Something was glowing green in the tunnel ahead of them. They were caught between it and the thunder. Appia shrank in fear as it loomed closer, brighter; and then it was almost on them, and she saw that it was daylight on green grass, the end of the tunnel, and they were through into a world so bright it hurt.
Cerberus flopped to the ground, panting. Appia could feel his sides heaving. ‘Safe,’ he gasped. ‘They will not follow.’ Under the rocks, the thunder raged.
As they climbed down, Appia looked at her brother. Out here in the light, he looked terrible. His face was ashen. She took his cold hand in hers, white against her pink skin. ‘We should be the same colour,’ she said.
Gaia held his wrist for a moment, looked scared, put her hand to the side of his throat. The colour drained from her own cheeks.
‘Gaia? Is my heart not beating?’
‘It’s going to be all right, baby,’ Gaia said. ‘We’ll g – we’ll get you to a doctor. He’ll know what to do. Just don’t panic. Just don’t -’
‘I forgot,’ said Appia. ‘You need this.’ She took off Aulus’ bulla and gently hung it back around his neck.
‘Ow!’ Aulus crumpled, holding on to Gaia.
‘What‘s wrong?’ Appia wrapped her arms around him, keeping him safe between herself and her sister.

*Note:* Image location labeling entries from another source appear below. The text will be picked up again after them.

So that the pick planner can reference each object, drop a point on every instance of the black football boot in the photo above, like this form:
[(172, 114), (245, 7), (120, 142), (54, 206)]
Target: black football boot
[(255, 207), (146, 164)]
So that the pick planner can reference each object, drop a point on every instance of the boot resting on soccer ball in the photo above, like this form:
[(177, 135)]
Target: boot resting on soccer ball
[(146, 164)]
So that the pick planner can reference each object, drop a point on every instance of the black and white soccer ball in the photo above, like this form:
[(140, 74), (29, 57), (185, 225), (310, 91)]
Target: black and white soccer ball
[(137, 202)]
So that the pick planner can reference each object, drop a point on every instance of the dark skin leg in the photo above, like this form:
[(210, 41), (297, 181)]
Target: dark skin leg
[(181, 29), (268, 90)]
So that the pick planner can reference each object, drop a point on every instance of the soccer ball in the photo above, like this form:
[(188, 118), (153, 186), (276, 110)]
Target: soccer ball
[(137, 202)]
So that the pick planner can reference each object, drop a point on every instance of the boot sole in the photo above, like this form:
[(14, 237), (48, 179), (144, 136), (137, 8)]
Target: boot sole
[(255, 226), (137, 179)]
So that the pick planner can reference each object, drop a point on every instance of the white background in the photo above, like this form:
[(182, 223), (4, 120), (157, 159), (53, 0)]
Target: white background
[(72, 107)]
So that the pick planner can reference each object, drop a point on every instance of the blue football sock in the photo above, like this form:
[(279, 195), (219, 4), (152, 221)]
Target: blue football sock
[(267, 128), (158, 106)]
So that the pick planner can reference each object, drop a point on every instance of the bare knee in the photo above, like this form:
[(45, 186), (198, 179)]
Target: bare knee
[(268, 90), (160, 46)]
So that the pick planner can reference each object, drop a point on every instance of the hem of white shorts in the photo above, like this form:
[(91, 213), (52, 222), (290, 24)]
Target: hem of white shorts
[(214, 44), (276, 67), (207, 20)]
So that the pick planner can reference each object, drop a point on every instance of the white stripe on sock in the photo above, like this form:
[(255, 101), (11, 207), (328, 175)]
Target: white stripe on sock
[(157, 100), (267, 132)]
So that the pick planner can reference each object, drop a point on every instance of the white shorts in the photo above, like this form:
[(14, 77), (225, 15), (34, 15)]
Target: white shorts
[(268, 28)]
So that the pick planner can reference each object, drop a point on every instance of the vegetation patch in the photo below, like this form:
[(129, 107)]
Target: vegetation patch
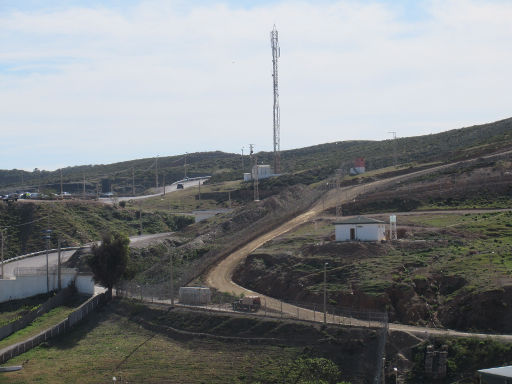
[(131, 342)]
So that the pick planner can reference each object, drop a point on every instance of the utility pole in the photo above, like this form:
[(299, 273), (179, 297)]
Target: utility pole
[(59, 266), (133, 181), (156, 172), (186, 153), (140, 217), (47, 237), (243, 168), (172, 280), (2, 252), (394, 148), (254, 161), (61, 190), (339, 177), (276, 53), (325, 292)]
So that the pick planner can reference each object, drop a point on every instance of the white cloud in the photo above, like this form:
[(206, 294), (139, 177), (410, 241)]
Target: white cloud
[(163, 77)]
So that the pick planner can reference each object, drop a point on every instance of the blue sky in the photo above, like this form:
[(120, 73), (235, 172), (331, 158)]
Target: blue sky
[(88, 82)]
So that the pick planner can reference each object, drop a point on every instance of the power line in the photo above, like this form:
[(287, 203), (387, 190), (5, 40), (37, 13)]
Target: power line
[(276, 53)]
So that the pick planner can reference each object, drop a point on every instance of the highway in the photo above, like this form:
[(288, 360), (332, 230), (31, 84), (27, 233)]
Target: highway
[(158, 191), (38, 261)]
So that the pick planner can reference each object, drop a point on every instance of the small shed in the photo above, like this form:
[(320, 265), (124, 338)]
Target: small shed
[(360, 228), (500, 375)]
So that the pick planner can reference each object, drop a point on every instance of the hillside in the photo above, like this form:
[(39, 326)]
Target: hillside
[(75, 223), (311, 163), (451, 266)]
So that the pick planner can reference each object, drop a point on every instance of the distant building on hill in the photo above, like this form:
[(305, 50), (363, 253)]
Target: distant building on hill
[(359, 166), (360, 228), (263, 171)]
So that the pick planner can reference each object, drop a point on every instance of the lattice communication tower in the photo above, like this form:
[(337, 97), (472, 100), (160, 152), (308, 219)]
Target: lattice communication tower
[(276, 53)]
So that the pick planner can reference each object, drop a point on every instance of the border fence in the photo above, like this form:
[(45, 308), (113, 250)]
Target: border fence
[(270, 307)]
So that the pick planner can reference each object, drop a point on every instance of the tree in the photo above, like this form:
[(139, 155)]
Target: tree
[(109, 259), (307, 370)]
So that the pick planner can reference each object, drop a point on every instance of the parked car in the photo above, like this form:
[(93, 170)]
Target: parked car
[(10, 197)]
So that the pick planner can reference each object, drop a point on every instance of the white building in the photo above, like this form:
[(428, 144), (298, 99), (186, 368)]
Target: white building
[(360, 229), (263, 171), (28, 282)]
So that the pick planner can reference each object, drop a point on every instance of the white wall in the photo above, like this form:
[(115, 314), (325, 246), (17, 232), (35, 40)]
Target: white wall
[(26, 286), (363, 232)]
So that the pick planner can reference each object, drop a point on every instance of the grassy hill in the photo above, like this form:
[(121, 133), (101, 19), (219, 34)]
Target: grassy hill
[(75, 223), (313, 163)]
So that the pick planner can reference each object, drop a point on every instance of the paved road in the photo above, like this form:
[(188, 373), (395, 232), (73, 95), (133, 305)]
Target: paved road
[(38, 261), (158, 191), (220, 277)]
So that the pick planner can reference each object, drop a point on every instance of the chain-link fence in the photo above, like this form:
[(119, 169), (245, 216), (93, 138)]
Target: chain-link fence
[(268, 307)]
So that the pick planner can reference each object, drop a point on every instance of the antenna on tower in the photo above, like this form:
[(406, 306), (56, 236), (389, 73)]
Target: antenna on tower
[(254, 170), (276, 53)]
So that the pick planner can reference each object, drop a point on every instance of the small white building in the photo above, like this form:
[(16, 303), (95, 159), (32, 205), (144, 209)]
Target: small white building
[(360, 228)]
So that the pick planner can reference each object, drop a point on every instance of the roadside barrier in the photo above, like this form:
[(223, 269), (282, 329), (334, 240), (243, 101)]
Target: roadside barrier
[(76, 316)]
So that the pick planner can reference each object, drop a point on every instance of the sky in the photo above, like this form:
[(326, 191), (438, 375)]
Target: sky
[(96, 82)]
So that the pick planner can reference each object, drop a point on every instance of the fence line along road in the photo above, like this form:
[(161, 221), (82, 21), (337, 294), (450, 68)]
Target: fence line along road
[(220, 277)]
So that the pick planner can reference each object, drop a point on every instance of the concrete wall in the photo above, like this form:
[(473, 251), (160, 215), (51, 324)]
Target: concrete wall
[(363, 232), (30, 285)]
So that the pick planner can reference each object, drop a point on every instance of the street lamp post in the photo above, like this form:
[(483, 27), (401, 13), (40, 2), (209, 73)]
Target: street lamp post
[(325, 292), (172, 281), (243, 168), (2, 252), (47, 237)]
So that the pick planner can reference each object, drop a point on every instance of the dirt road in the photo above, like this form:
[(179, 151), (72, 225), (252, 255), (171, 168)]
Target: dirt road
[(220, 276)]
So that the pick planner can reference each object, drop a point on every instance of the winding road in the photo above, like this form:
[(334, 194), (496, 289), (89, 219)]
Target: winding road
[(220, 276)]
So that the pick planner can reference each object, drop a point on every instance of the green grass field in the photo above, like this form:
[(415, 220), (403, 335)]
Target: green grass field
[(12, 310), (43, 322), (113, 343), (476, 247)]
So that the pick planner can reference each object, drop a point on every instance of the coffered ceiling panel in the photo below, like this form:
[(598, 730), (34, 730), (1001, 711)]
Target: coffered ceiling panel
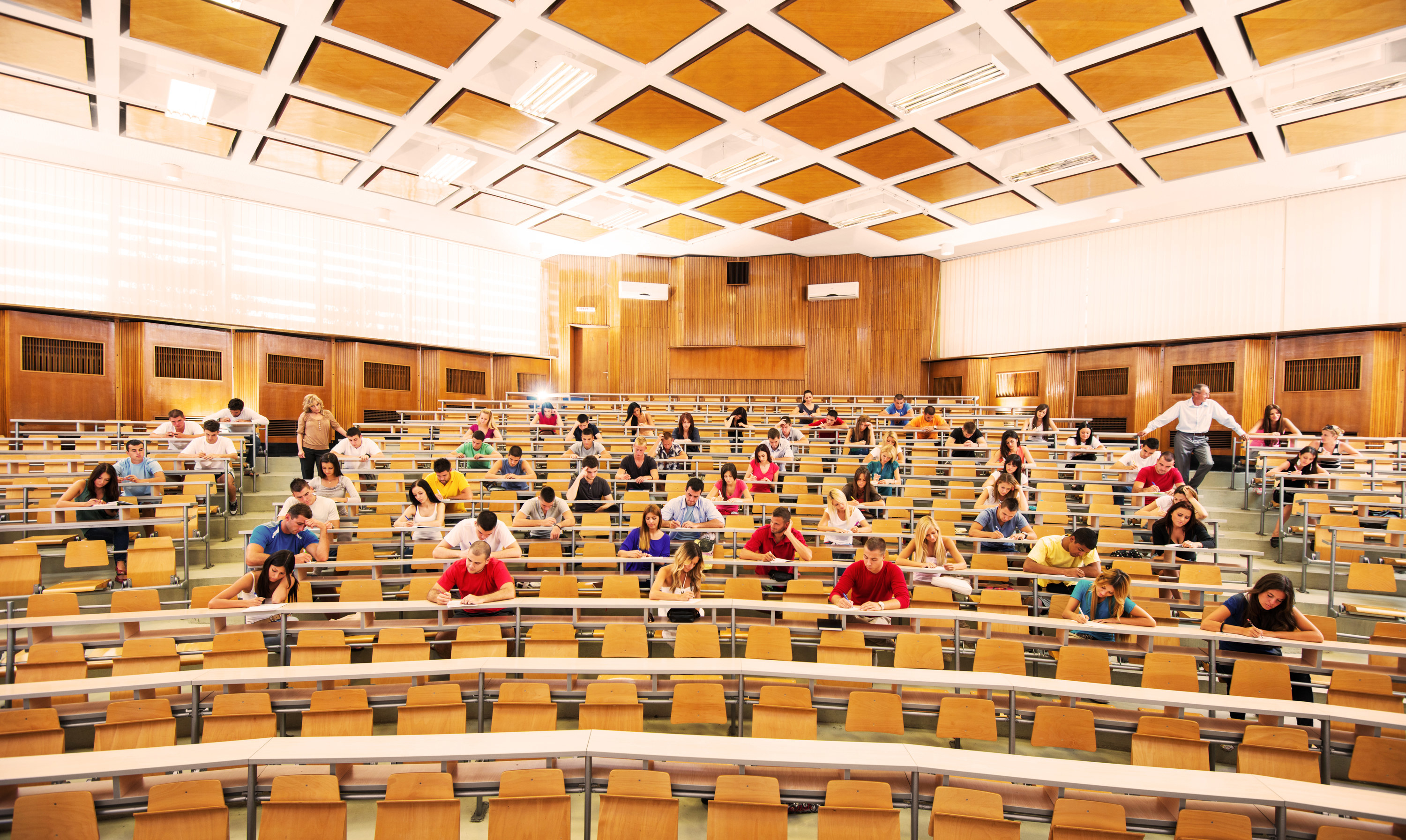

He was shivering violently and she could feel his heart pounding.
‘I’m cold,’ he moaned. ‘I’m really, really cold.’ He started to cry again, and his tears were wet. Cerberus licked them away with his warm tongue.
‘Welcome back to life, little one,’ he said. And Gaia the brave finally cried.
‘Thank you, Cerberus!’ Appia kissed the wolflike muzzle. ‘Thank you, thank you!’
‘The score is even between us. Your brother’s freedom for mine.’
‘Come home with us! Our parents will love you!’
The great dog chuckled. ‘Thank you, child. But I shall return to my dead.’
‘But – we set you free!’
‘I am the watchdog of the dead,’ he said. ‘I am the guardian of their sleep. I let no evil thing come near them, no mortal cares disturb them. Bond or free, I am still their dog.’ He bowed his three heads to the three children, and kissed each of them. ‘Goodbye. I shall remember you.’